Forced emigrations for ethnic and political reasons
Throughout history, Spain has witnessed various forced emigrations for ethnic and political reasons, such as the expulsion of Jews and Muslims who refused to convert to Christianity and the exile of more than half a million citizens in 1939.
«This was the case for more than 1,000 individuals who found refuge in London in 1823, following the restoration of the absolutist regime under Ferdinand VII. This episode has received some academic attention, but much remains unknown,» explains Jesús Sanjurjo, Early Career Fellow of the Leverhulme and Isaac Newton Trusts at the University of Cambridge and Corpus Christi College.

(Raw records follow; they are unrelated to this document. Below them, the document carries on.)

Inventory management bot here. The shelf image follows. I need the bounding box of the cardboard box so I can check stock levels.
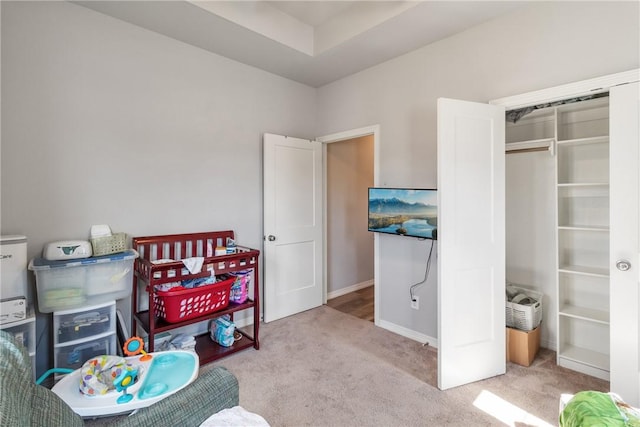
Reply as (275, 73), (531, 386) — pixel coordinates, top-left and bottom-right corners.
(507, 326), (540, 366)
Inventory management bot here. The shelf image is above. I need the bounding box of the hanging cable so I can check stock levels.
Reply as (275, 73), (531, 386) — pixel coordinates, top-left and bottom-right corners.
(409, 240), (433, 301)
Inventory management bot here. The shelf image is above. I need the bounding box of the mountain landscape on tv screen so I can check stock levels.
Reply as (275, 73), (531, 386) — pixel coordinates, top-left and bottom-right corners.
(369, 197), (438, 239)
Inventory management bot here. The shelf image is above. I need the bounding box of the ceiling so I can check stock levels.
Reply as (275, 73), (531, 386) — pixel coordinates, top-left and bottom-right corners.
(74, 0), (525, 87)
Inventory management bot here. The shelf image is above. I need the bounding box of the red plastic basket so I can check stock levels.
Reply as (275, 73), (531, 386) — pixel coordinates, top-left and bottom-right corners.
(153, 277), (235, 323)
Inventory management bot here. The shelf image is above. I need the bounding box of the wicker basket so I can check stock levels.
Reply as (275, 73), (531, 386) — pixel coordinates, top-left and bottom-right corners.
(153, 277), (236, 323)
(91, 233), (127, 256)
(505, 285), (542, 331)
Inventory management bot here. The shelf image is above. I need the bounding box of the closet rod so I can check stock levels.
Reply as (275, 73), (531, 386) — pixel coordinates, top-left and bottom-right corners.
(505, 138), (555, 156)
(505, 147), (549, 154)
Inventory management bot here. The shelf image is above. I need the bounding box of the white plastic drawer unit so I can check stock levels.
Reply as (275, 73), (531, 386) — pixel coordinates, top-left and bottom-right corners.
(53, 301), (116, 344)
(54, 334), (116, 369)
(29, 250), (138, 313)
(2, 316), (36, 355)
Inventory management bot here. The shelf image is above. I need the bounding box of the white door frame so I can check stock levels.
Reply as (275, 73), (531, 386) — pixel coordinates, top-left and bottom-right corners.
(316, 125), (380, 325)
(489, 69), (640, 110)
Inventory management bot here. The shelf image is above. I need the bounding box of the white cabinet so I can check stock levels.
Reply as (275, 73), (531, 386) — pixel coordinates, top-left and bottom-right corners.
(555, 97), (610, 380)
(438, 69), (640, 394)
(506, 93), (610, 379)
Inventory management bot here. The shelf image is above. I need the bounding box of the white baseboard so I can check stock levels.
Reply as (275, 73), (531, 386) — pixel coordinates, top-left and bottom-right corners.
(376, 320), (438, 348)
(327, 279), (374, 300)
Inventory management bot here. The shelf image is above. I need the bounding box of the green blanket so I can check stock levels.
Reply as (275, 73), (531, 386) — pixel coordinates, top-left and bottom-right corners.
(559, 391), (640, 427)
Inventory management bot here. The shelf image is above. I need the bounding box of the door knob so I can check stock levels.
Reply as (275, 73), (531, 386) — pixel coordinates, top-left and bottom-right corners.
(616, 259), (631, 271)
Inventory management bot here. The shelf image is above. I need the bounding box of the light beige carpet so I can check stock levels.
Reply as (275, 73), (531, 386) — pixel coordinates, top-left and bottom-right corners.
(208, 306), (609, 427)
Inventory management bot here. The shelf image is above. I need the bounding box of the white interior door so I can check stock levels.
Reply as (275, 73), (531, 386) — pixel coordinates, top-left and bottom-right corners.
(609, 83), (640, 407)
(263, 134), (323, 322)
(438, 98), (506, 390)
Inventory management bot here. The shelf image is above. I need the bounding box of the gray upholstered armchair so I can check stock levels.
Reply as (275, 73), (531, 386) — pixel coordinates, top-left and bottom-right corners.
(0, 331), (239, 427)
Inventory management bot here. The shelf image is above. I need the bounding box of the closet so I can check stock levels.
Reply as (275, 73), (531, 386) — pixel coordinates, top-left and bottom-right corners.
(505, 93), (610, 380)
(438, 69), (640, 406)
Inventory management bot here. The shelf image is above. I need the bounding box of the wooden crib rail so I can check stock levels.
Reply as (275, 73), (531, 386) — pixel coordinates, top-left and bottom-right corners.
(131, 230), (235, 261)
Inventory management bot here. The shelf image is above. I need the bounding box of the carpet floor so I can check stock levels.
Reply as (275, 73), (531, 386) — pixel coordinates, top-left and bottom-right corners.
(208, 306), (609, 427)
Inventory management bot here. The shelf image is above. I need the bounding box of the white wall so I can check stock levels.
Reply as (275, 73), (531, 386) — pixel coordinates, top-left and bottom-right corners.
(318, 2), (640, 341)
(1, 2), (316, 372)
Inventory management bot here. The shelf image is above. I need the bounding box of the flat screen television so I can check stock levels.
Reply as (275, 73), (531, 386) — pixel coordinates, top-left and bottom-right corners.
(369, 187), (438, 239)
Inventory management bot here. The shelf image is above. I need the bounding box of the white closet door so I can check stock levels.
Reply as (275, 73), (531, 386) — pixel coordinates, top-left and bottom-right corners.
(438, 99), (506, 390)
(609, 83), (640, 407)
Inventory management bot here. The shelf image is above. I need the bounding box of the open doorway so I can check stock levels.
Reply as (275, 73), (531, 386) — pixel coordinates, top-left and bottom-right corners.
(325, 134), (375, 322)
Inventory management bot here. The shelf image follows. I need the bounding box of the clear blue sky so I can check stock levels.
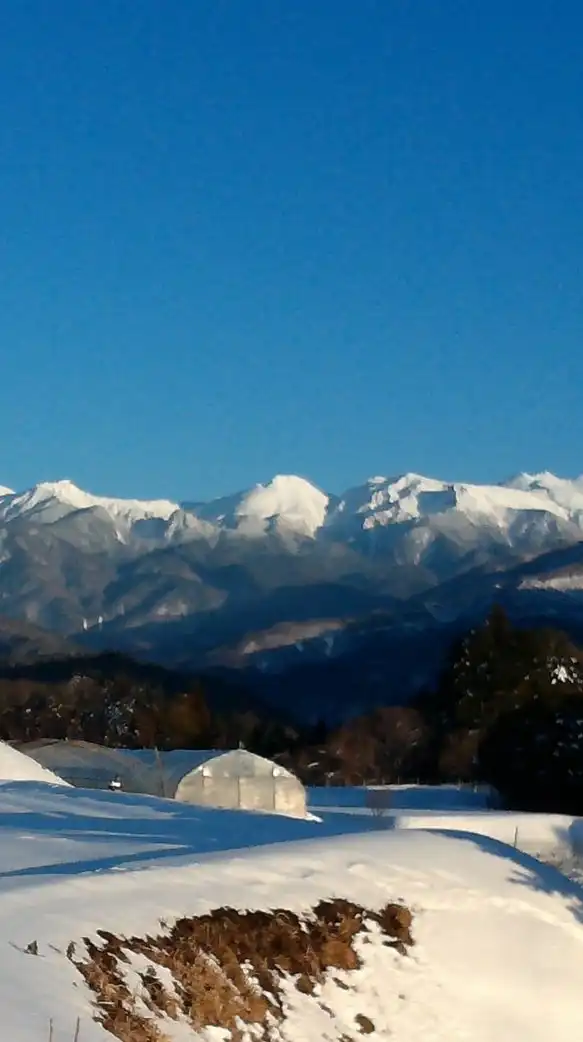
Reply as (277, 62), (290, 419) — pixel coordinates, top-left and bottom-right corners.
(0, 0), (583, 498)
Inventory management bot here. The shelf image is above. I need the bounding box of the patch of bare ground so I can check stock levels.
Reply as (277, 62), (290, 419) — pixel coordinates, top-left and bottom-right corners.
(76, 898), (413, 1042)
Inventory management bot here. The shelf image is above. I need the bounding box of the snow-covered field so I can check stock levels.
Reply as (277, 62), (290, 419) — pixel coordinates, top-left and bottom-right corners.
(0, 750), (583, 1042)
(310, 786), (583, 863)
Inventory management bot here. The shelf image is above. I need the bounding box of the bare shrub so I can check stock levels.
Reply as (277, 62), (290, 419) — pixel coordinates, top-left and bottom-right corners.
(76, 898), (413, 1042)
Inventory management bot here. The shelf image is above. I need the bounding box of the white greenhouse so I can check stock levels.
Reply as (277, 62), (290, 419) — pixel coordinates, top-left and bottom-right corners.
(129, 749), (306, 818)
(17, 739), (155, 796)
(19, 740), (306, 818)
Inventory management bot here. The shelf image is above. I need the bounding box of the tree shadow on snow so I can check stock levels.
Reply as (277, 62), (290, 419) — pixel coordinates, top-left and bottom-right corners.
(0, 783), (370, 879)
(439, 829), (583, 924)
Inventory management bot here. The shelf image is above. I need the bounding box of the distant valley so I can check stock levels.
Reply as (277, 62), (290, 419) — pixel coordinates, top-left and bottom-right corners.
(0, 472), (583, 717)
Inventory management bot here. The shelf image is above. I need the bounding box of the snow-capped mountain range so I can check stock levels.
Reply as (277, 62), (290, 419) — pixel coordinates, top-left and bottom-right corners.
(0, 472), (583, 539)
(0, 472), (583, 683)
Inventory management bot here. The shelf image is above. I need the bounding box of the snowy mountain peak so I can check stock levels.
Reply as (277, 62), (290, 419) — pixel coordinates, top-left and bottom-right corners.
(197, 474), (329, 538)
(0, 478), (178, 524)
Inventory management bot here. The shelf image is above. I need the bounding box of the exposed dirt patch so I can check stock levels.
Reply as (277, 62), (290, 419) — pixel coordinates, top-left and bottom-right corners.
(75, 898), (413, 1042)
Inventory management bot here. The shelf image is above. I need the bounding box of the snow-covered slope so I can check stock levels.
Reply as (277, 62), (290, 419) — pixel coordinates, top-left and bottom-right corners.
(0, 473), (583, 538)
(0, 480), (179, 524)
(0, 785), (583, 1042)
(197, 474), (329, 537)
(328, 474), (583, 530)
(506, 471), (583, 523)
(0, 742), (67, 786)
(0, 466), (583, 661)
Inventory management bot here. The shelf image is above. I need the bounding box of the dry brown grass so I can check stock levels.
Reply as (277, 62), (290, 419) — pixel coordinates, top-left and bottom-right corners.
(76, 898), (413, 1042)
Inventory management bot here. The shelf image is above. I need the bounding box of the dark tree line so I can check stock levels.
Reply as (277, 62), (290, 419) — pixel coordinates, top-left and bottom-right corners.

Spain became a focal point for British politics following the intervention of its armies in the war against Napoleon a few years earlier. Similarly, Britain had been regarded from Spain with a mixture of admiration, disdain and envy for some time, adds Sanjurjo.
“This is partly because the early industrialisation success of the British Isles was giving new impetus to their economy and international reputation. In 1823, London was competing on equal footing with Paris in its race to become the great metropolis of the West,” notes Dr Gregorio Alonso, Associate Professor in Hispanic History at the University of Leeds.
The city’s capacity to welcome and the material support it provided to political refugees was extended not only to the Spanish liberals fleeing Ferdinand’s repression, but also to the Greeks, Neapolitans, Prussians and Frenchmen who sought refuge in the British capital.
“This event will describe the men and women who found in London the protection and refuge that their homeland denied them and will also reflect on the difficulties they faced and the links they established with the people of London,” underlines Catherine Davies, Emerita Professor of Hispanic and Latin American Studies at the School of Advanced Study at the University of London.
Attention will also be paid to their relationship with the so-called American insurgents, who tried to forge alliances with the British authorities to throw off the Spanish imperial yoke. Thus, the event will explore the means by which London became the capital of Hispanic liberalism in the 1820s.